Зато его собственная роль казалась ему совершенно бессмысленной — а может быть, он уже и тогда не совсем осмысленно воспринимал окружающее. Он был назначен Распорядителем ритуала, и все гости, насколько он мог вспомнить, величали его этим титулом — с полнейшей серьезностью.

…Эфуа подошла к колыбели, встала на цыпочки, посмотрела поверх ограды, насколько удлинилась шеренга машин, и потом, продолжая улыбаться, перевела взгляд во двор, заполненный гостями.

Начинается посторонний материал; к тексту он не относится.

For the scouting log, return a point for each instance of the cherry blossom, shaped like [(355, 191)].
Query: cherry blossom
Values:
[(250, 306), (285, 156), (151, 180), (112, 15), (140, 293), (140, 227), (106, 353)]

Да, тут было чем гордиться: гости сели на стулья и чинно застыли — двор напоминал яркую цветную фотографию. Шерстяные костюмы, блестящие башмаки на уверенно придавивших пыльную землю ногах, сверкающие перстни на пальцах, скрещенных поверх круглых животов, настоящие американские и европейские непромокаемые плащи, перекинутые, как у путешественников, через руку, там и тут — жилеты, шелковые галстуки с серебряными зажимами… человек в университетской мантии, окруженный четырьмя почитательницами в белых кружевах… длинные переливчатые серьги, золотые ожерелья, поблескивающие ручные часы — пышное богатство, почти задушившее всех этих людей, рассевшихся на солнцепеке… но нет! — жара и пот предоставили гостям новую возможность: они радостно извлекли из карманов белые платки, и по двору поплыл густой аромат духов. Коранкье Горбун в цветастом кенте, обрамленный, словно яркая картина, стойками калитки, выглядывал на улицу и горестно вздыхал, когда какая-нибудь машина, не останавливаясь, проезжала мимо и ему не надо было приветствовать очередного сановника, прибывшего на празднество.